I started Photosaaya back in 2017 after trying to build a new and performant home for my photography work on my site. I looked around at the different tools available at the time, and didn't find any of them allowed elegantly grouping photos into collections, didn't allow UI customizations (like custom CSS), and didn't offer compelling value for the monthly fee. I didn't want to be another handle on a social network. My initial goals were static-site performance (if that term is new to you, it means very fast, because no processing is needed from the server), blurry-photo placeholders to fill the page while the real photos loaded, data waste reduction (avoid downloading photos until you scroll to them to prevent using too much mobile data) and global reach (I spend a lot of time in India and love being able to load collections equally as fast as I can from San Diego). I also wanted a pretty minimal design around the collections, with the ability to set custom HTML and CSS for the header and footer.

Nowadays, web technology has made building a project like Photosaaya much easier, and the hosting is virtually free! Because of this and all the content complications that photography hosting services have to deal with, there's no plan to ever open Photosaaya to the public.

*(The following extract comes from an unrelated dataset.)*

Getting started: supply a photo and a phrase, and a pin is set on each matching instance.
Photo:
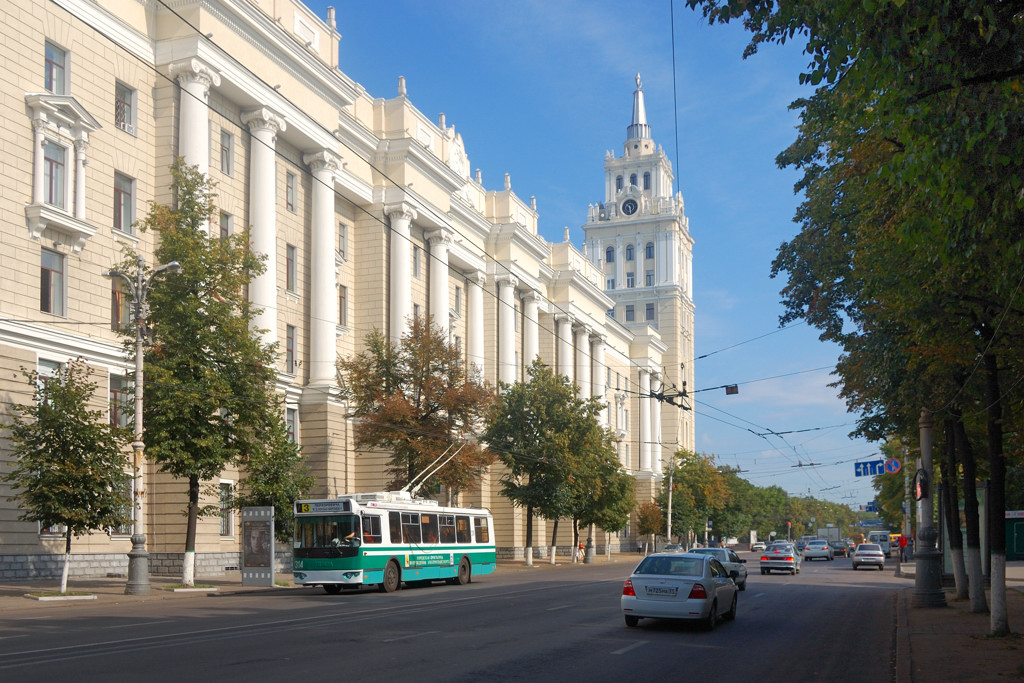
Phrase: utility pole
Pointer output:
(138, 558)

Currently, Photosaaya is hosting my personal photography work, photography of my family, and my wife's photography work.

Features & Functionality

  • High quality photograph hosting. Using JPEGs straight from the camera (no compression!), photos are served at significantly higher quality than other networks would. It costs more, but that's the point!
  • Performant LQIP (Low Quality Image Previews). The Blurhash library is the finest implmentation of LQIPs available online. I highly recommend it.
  • Fast global performance. I'm an American who's spent a lot of time staying in India. I want my photography to load as quickly on spotty 4G networks in India as they do in urban USA. Special shoutout to Vercel hosting for this.
  • Support for custom HTML headers/footers. And custom CSS. Photo collections need to blend in with a photographers existing web presence. And be very minimalistic on branding.

What's next?

  • Zoom functionality for photos. Currently photos in collections can't be clicked on or zoomed in on yet. Still brainstorming elegant ways to resolve this.
  • Password protection for collections, and private collections. Ideally Photosaaya could help with sharing photography work with clients without making it public.
  • Support for custom domains. Currently my site is kyle.photosaaya.com. I'd eventually like to move it towards photography.kylehotchkiss.com
  • Roadtrips. More than building more functionality, I want to add new collections to my current Photosaaya galleries! The pandemic hasn't given me many chances to take my camera out.

The camera in the banner above belongs to Mr. Chand in Jaipur. He'll take and develop your photo with a camera from the 1800s for about $5. Pay him a visit if you're ever in town. He's usually a few hundred feet to the right side of Hawa Mahal.